There are endless varieties of experiences, but one thing has really struck me: some people rise in crisis like shooting stars. We have been privy to and heard about incredible acts of kindness and generosity and usefulness. Here’s a small sampling of acts of grace my bookselling colleagues and I have witnessed:

  • A customer emailed a bookstore to say, “I’m a huge fan of your store and I want to help. Would buying a $1,000 gift certificate be helpful?” (And when the check for the gift card arrived, it was for $2,000. Which means roughly $600-$800 stays with the store after cost of goods sold, depending on vendor discounts, bookstore discounts to customers, etc.) Yes, that would help!!
  • A customer bought a $2,000 gift card at another store — to give to the local library for new books.
  • For every gift card bought by customers, a bookstore is donating that amount of books to local organizations serving children and seniors in need.
  • A bookstore customer’s daughter teaches at a public school with mostly underserved children. The kids can’t do online learning because most don’t have internet access, so the customer is sending 500 books (ordered through an indie bookstore) to the school, one for each child.
  • Customers have dropped off homemade masks, baked goodies like lemon cheesecakes, hats, and other items of cheer and support at bookstore curbside pickup areas.
  • A bookstore heard from a customer of modest means who typically makes one or two small purchases a year. She called up the store to say she was putting $100 in an envelope and wanted the bookstore to pick out some books for her. The bookstore owner said this made her tear up; she knew it was a big give for the customer and the generosity was so meaningful. (The bookstore also plans to add ARCs to the woman’s book order.) Another customer commented on her post, saying, “I’m finding (again) that it seems to be those that have the least are giving the most.” So true!
  • A bookseller’s friend from back in high school called the store to order $100 in gift cards to give away to anyone who needs them.
  • At our store, a customer paid for her $28 purchase with $50 and said, “Please put the $22 on a gift card for someone who needs it.”
  • After a busy day of delivering books to customers’ homes, a bookseller found a jar of homemade strawberry/rosé jam at her last stop with a kind note.
  • A bookstore’s landlord said, “Don’t worry about the rent right now. We want you here when this is all over.” Note: where do we all get that landlord?
  • In addition to buying books for several local classrooms, a customer has also sewn hundreds of masks for health care workers—and offered some to the bookstore workers, as well.
  • Publishers are allowing authors and booksellers to read stories online to to cooped-up school children (check each publisher’s website for guidelines).
  • James Patterson, the amazingly generous author and patron saint/fairy godfather of indie bookstores, has announced a $500,000 personal donation and a #SaveIndieBookstores campaign to help independent bookstores weather this latest storm.
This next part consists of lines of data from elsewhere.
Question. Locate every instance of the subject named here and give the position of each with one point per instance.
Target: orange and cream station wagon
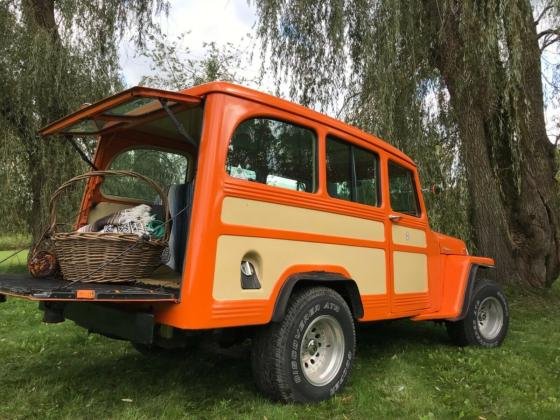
(286, 227)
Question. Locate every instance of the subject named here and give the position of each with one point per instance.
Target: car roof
(270, 100)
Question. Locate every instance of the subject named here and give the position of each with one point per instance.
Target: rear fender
(460, 273)
(345, 286)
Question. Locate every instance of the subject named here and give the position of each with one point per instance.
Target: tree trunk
(519, 227)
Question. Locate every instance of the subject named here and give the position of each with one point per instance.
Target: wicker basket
(107, 257)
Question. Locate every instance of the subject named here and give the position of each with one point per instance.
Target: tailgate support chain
(81, 152)
(178, 124)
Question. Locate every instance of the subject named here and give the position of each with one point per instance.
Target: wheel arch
(476, 272)
(343, 285)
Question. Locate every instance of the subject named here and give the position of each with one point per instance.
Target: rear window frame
(117, 198)
(274, 117)
(415, 184)
(378, 162)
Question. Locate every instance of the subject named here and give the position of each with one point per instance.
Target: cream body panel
(274, 256)
(403, 235)
(410, 272)
(239, 211)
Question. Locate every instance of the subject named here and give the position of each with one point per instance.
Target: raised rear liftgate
(122, 111)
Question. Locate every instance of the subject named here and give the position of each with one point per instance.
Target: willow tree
(465, 71)
(54, 56)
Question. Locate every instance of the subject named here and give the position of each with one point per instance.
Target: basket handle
(91, 174)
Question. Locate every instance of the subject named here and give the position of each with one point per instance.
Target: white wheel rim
(490, 318)
(322, 350)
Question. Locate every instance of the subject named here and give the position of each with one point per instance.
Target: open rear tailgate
(50, 289)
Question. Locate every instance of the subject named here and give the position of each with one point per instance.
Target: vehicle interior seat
(180, 196)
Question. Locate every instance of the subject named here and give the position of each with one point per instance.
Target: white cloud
(219, 21)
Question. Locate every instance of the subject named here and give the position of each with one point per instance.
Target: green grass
(403, 370)
(15, 241)
(15, 264)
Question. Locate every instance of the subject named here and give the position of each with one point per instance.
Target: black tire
(278, 357)
(487, 320)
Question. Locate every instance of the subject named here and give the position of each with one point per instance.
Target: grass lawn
(403, 370)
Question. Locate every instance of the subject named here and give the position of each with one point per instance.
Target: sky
(218, 21)
(223, 21)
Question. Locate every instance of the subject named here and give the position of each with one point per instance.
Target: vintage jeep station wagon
(286, 227)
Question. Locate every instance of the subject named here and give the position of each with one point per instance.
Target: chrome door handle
(394, 218)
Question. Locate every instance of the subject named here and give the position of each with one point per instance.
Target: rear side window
(402, 189)
(352, 173)
(163, 167)
(274, 153)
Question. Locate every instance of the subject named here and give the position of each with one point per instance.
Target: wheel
(308, 355)
(487, 319)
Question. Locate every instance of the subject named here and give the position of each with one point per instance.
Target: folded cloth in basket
(132, 220)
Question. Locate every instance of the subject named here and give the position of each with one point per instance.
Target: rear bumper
(112, 322)
(49, 289)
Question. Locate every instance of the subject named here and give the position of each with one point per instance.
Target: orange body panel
(225, 107)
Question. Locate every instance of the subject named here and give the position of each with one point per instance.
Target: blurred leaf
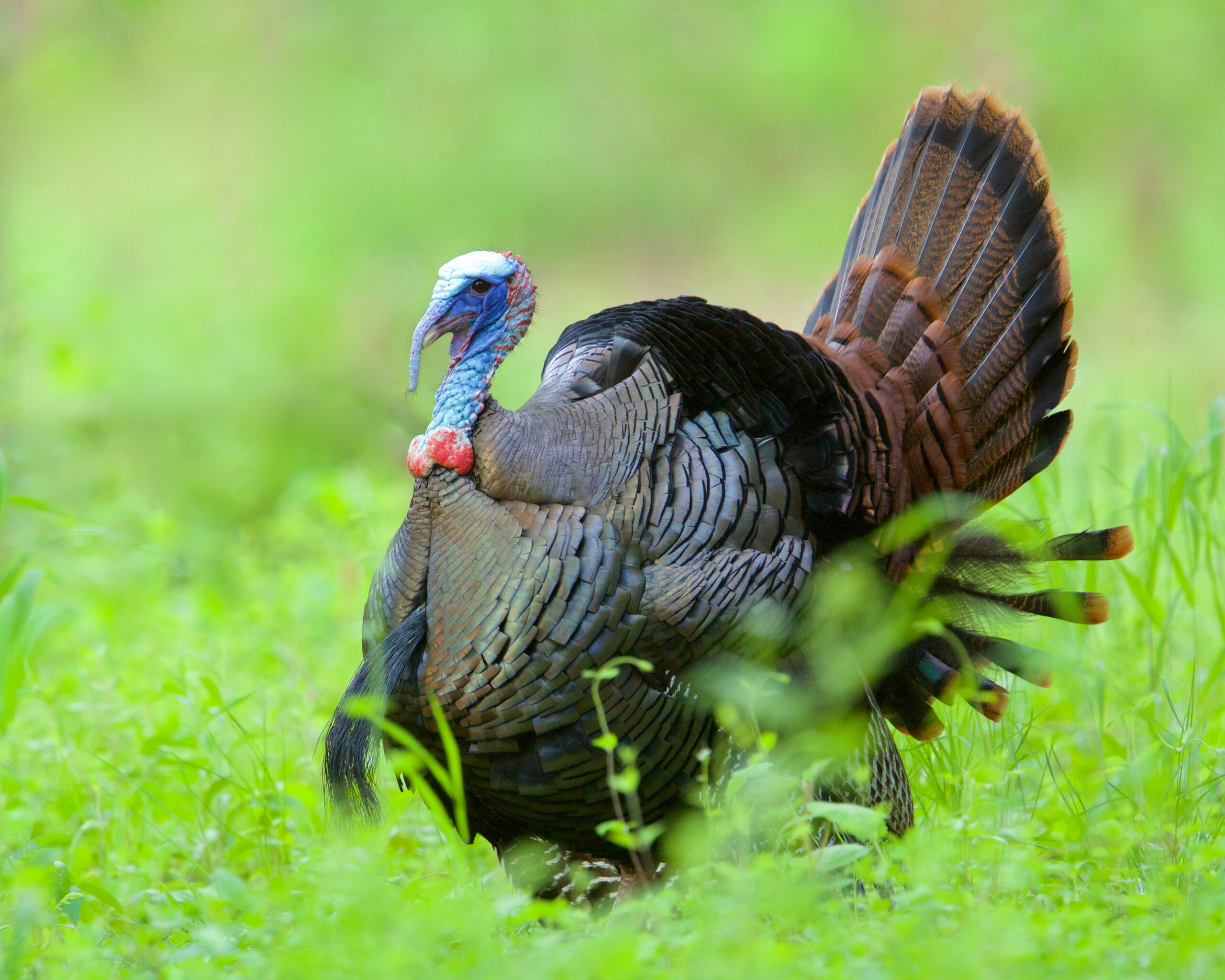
(849, 819)
(835, 857)
(101, 893)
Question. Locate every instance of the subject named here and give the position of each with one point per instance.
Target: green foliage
(221, 222)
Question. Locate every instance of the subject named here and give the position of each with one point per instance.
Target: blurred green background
(222, 221)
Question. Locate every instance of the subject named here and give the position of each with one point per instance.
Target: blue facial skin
(462, 394)
(487, 327)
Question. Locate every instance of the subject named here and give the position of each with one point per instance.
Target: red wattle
(419, 461)
(450, 447)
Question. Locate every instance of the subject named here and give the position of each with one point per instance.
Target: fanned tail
(950, 319)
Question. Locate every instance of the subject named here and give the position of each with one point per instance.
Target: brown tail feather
(958, 220)
(950, 322)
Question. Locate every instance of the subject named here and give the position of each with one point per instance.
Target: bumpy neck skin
(475, 358)
(476, 352)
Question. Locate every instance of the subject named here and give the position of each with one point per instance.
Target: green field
(220, 224)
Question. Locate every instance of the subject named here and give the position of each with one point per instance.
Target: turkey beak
(438, 323)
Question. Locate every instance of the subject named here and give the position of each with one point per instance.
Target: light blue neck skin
(462, 394)
(478, 322)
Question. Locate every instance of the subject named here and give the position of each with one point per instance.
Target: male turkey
(683, 462)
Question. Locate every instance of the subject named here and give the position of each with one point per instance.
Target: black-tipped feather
(351, 744)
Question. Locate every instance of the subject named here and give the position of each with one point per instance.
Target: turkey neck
(465, 391)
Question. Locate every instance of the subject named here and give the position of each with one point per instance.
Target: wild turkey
(681, 462)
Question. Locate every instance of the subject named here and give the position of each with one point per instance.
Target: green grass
(220, 223)
(163, 813)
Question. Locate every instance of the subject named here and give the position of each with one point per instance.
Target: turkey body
(683, 462)
(612, 513)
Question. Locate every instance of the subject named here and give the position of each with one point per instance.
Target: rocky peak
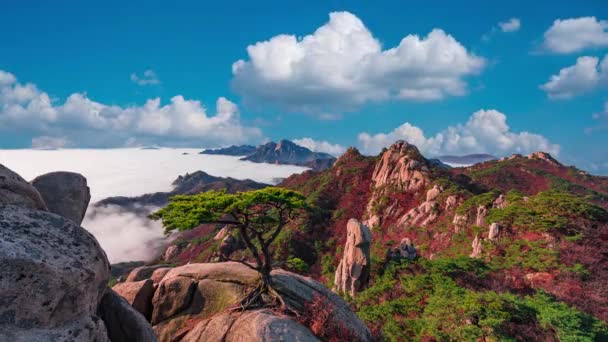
(287, 152)
(352, 274)
(402, 165)
(544, 156)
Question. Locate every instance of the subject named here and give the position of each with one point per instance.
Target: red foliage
(319, 316)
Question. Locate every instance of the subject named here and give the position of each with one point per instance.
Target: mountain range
(515, 248)
(282, 152)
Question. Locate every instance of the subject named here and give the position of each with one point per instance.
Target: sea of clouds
(132, 172)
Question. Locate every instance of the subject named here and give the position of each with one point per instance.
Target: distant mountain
(189, 184)
(287, 152)
(234, 150)
(283, 152)
(466, 160)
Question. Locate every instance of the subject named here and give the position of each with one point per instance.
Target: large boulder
(123, 322)
(192, 302)
(138, 294)
(53, 275)
(143, 272)
(352, 274)
(251, 326)
(65, 193)
(15, 190)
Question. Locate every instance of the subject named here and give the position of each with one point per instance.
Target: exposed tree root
(255, 300)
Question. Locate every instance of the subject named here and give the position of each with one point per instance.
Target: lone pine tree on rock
(259, 216)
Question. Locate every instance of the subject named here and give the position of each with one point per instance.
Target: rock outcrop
(138, 294)
(480, 219)
(477, 247)
(53, 274)
(460, 222)
(123, 322)
(352, 274)
(191, 302)
(65, 194)
(402, 166)
(188, 184)
(143, 272)
(426, 212)
(286, 152)
(15, 190)
(544, 156)
(494, 231)
(256, 325)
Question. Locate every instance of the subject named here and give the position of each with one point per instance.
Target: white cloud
(342, 66)
(582, 77)
(321, 146)
(511, 25)
(576, 34)
(601, 120)
(149, 77)
(90, 123)
(125, 236)
(486, 131)
(133, 172)
(50, 142)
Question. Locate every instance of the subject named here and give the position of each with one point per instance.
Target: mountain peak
(406, 149)
(543, 156)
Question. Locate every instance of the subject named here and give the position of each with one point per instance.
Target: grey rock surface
(65, 194)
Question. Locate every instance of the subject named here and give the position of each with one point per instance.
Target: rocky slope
(534, 227)
(189, 303)
(54, 284)
(53, 273)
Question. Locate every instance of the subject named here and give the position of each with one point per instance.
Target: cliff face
(541, 227)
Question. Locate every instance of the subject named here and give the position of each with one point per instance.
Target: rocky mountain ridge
(281, 152)
(525, 233)
(54, 283)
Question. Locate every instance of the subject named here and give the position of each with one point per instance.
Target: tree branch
(242, 261)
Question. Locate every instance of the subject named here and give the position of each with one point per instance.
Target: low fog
(131, 172)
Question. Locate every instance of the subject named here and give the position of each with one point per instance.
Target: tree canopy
(256, 209)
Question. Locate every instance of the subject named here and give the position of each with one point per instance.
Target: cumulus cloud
(321, 146)
(576, 34)
(342, 66)
(50, 142)
(511, 25)
(601, 120)
(90, 123)
(147, 78)
(577, 79)
(486, 131)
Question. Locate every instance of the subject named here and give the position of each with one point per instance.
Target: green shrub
(298, 265)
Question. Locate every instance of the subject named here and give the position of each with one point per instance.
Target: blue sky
(454, 88)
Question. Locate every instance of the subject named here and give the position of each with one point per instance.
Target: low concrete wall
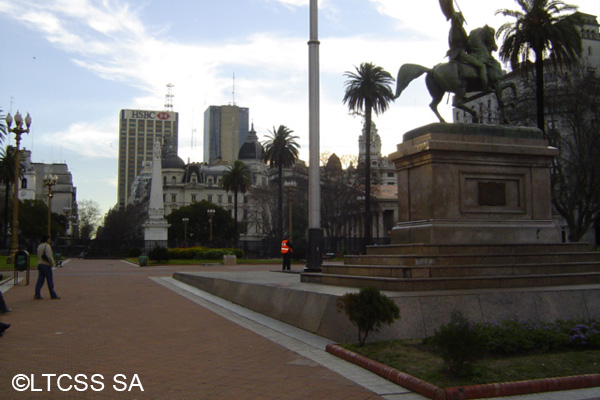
(421, 313)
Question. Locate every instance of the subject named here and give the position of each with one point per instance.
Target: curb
(465, 392)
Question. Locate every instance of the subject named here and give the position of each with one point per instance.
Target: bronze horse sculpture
(461, 78)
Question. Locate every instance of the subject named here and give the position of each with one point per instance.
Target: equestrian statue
(471, 67)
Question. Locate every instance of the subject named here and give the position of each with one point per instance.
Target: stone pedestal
(474, 184)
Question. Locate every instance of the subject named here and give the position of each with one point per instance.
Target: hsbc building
(138, 130)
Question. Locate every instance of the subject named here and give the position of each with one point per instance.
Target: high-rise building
(138, 130)
(225, 131)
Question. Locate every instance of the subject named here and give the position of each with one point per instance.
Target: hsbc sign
(154, 115)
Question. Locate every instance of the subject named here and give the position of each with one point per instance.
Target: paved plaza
(124, 332)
It is heartening to hear so many stories of generosity, from the small to the grand. It helps to shed the strangeness of encountering sometimes-unfriendly stares from passersby on the streets at a time when everyone has an opinion about who is and isn’t wearing masks, or gloves, etc. Or the glares aimed at people who may have accidentally inhaled a stray springtime piece of pollen or fluff blowing in the air and coughed (into their elbows). Moments of unfriendliness, balanced against a tide of caring and beautiful, sustaining acts.

There are so many stars in our world, people who rise to a crisis situation with action—creating, sewing, feeding, caring, helping, supporting, cheerleading, innovating, giving what they can to as many as they are able.

What heartening acts of generosity and kindness have you witnessed, benefited from, or provided?